In touch with reality: the digital future of the factory

New digital design processes and tools are revolutionising the manufacturing industry.

Manufacturing is changing. The advent of new ways to design things and build them is having an effect not only on the products that factories make but also on the factories themselves, and engineers are increasingly using tools such as virtual reality (VR) to put themselves in the middle of manufacturing processes to work out how humans and machines can work together to make new generations of products.

This is combining with the increasing use of technologies such as additive systems to bring new machinery and tools into the manufacturing sector to create a ‘factory of the future’ that will bear little resemblance even to the highly automated production plants of today.

At the forefront of this change is Lockheed Martin, which is employing a strategy it calls ‘Digital Tapestry’ to incorporate new digital design and manufacture technologies.

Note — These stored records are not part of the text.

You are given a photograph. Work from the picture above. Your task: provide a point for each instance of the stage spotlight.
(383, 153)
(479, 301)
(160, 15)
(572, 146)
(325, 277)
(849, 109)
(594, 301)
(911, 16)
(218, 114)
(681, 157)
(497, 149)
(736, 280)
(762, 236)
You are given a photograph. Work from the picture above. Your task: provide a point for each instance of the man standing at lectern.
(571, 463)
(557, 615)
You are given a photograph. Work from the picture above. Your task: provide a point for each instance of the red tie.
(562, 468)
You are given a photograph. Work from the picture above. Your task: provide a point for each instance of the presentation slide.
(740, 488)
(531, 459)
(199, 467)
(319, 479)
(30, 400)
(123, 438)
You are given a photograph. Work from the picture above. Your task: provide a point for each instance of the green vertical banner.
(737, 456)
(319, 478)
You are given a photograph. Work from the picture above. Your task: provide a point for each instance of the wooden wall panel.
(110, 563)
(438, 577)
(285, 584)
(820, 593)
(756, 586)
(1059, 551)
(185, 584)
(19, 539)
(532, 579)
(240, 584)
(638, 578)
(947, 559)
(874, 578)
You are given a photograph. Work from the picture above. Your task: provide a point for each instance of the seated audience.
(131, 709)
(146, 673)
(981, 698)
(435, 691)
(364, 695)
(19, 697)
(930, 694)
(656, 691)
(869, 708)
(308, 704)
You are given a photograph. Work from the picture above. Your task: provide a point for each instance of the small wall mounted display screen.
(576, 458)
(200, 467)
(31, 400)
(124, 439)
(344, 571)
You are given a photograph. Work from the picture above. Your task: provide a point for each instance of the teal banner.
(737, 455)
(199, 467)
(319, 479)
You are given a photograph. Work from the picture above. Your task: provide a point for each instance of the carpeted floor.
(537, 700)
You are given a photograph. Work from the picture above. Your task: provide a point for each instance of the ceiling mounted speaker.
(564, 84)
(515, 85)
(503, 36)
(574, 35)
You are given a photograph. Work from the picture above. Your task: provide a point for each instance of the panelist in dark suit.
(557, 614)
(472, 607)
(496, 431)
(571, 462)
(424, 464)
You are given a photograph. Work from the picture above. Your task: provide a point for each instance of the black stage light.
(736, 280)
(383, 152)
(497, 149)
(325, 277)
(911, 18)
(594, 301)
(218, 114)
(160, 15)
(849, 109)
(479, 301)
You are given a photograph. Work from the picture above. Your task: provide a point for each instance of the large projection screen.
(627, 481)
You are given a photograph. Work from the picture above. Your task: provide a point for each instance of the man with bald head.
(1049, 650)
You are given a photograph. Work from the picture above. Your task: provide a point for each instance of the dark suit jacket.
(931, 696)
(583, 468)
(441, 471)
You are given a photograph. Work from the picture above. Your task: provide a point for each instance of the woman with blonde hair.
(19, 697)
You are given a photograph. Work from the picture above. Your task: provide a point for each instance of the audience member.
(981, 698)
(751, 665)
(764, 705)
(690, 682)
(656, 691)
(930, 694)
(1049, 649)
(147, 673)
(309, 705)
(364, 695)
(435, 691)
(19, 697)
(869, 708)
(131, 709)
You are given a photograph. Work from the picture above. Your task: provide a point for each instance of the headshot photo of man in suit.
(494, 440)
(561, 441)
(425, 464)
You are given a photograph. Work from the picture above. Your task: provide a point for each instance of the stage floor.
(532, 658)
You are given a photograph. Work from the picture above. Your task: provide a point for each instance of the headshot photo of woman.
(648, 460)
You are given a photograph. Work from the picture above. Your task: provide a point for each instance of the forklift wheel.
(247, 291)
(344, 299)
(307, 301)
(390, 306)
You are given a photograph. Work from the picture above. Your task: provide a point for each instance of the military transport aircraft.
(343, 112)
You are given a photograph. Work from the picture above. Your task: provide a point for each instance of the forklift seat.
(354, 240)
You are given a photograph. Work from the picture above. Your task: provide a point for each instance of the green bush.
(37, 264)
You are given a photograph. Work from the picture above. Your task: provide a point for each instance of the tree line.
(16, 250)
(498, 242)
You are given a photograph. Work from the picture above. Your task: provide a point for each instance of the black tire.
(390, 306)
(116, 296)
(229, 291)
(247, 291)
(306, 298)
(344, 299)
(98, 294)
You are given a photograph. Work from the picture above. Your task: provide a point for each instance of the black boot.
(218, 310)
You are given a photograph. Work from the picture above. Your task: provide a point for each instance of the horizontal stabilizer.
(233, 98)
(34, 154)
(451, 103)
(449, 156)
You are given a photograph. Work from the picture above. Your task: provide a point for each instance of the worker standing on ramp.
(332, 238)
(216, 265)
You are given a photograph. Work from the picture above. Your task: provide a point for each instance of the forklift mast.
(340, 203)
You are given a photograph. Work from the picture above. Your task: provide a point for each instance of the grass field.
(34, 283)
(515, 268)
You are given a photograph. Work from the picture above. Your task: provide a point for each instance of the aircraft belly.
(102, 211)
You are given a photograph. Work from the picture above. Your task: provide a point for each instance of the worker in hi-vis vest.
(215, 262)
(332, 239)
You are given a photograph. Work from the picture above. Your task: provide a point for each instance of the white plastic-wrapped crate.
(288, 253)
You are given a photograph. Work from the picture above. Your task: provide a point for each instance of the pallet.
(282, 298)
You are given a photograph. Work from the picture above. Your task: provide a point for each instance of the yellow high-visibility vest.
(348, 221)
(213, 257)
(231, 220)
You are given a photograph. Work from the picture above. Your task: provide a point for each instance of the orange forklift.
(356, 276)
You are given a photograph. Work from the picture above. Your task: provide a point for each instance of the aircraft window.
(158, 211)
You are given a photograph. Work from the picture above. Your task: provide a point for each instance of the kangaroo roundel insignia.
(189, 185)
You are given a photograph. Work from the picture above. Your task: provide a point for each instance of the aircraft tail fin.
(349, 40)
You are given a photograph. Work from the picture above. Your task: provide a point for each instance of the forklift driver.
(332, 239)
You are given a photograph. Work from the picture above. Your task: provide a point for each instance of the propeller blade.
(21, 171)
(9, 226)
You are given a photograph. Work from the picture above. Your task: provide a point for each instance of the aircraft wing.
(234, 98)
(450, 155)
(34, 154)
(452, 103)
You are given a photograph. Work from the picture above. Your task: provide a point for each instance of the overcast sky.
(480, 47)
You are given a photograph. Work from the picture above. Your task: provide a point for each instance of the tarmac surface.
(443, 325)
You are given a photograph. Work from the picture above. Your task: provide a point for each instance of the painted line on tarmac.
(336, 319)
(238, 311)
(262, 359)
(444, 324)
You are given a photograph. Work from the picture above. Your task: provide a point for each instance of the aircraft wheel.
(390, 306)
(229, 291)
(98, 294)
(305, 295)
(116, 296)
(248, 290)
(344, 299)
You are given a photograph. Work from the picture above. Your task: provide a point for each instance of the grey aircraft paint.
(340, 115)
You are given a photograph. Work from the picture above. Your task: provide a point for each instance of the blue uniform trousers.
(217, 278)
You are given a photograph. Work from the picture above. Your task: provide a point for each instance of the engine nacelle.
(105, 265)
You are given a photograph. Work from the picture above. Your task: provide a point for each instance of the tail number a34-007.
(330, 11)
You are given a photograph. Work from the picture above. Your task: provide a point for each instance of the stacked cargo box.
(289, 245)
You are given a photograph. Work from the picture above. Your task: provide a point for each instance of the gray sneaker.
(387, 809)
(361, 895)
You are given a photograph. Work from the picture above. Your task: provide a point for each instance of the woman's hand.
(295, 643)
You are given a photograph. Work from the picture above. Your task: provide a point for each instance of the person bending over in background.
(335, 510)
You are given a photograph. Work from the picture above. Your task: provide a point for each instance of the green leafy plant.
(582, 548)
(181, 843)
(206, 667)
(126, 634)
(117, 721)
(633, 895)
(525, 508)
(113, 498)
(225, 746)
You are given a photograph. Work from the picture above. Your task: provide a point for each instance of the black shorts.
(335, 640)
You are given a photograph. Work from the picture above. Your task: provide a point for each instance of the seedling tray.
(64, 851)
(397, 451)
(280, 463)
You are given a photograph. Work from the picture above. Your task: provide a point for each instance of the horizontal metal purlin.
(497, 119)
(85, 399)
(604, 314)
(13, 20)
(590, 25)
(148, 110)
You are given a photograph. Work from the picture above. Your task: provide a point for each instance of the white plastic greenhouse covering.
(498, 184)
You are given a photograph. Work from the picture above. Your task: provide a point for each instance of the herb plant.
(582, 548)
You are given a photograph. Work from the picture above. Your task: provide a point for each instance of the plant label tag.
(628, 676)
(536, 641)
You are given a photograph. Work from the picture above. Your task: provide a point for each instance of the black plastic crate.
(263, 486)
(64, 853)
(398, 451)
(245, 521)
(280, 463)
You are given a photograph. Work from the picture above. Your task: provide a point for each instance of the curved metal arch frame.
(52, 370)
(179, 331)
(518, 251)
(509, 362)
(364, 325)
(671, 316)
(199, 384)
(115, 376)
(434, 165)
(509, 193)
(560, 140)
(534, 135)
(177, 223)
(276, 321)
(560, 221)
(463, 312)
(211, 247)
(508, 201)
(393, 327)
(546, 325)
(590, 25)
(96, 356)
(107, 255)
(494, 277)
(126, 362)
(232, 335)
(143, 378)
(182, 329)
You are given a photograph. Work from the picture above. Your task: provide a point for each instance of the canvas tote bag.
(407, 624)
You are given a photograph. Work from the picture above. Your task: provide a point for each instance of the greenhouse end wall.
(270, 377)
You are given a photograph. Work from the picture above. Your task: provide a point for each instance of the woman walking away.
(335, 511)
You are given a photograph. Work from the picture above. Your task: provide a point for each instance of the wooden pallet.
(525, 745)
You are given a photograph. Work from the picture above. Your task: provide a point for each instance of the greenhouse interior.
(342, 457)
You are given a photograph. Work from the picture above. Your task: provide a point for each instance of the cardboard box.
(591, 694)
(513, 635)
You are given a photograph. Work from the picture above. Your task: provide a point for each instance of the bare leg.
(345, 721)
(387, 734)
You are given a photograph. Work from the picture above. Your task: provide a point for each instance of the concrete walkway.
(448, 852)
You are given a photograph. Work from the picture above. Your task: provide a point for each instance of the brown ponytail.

Dennis Little, Lockheed Martin’s vice-president for production, explains how the company uses a system it refers to as ‘virtual pathfinding’ to streamline its manufacturing processes to cut the time it takes to build products — notably in its space systems business — and thereby cut costs. This is used as part of a framework called model-based engineering (MBE), which maintains digital data throughout the design and production process, from CAD files through to production. Virtual pathfinding is carried out at the Collaborative Human Immersive Laboratory (CHIL), in Colorado.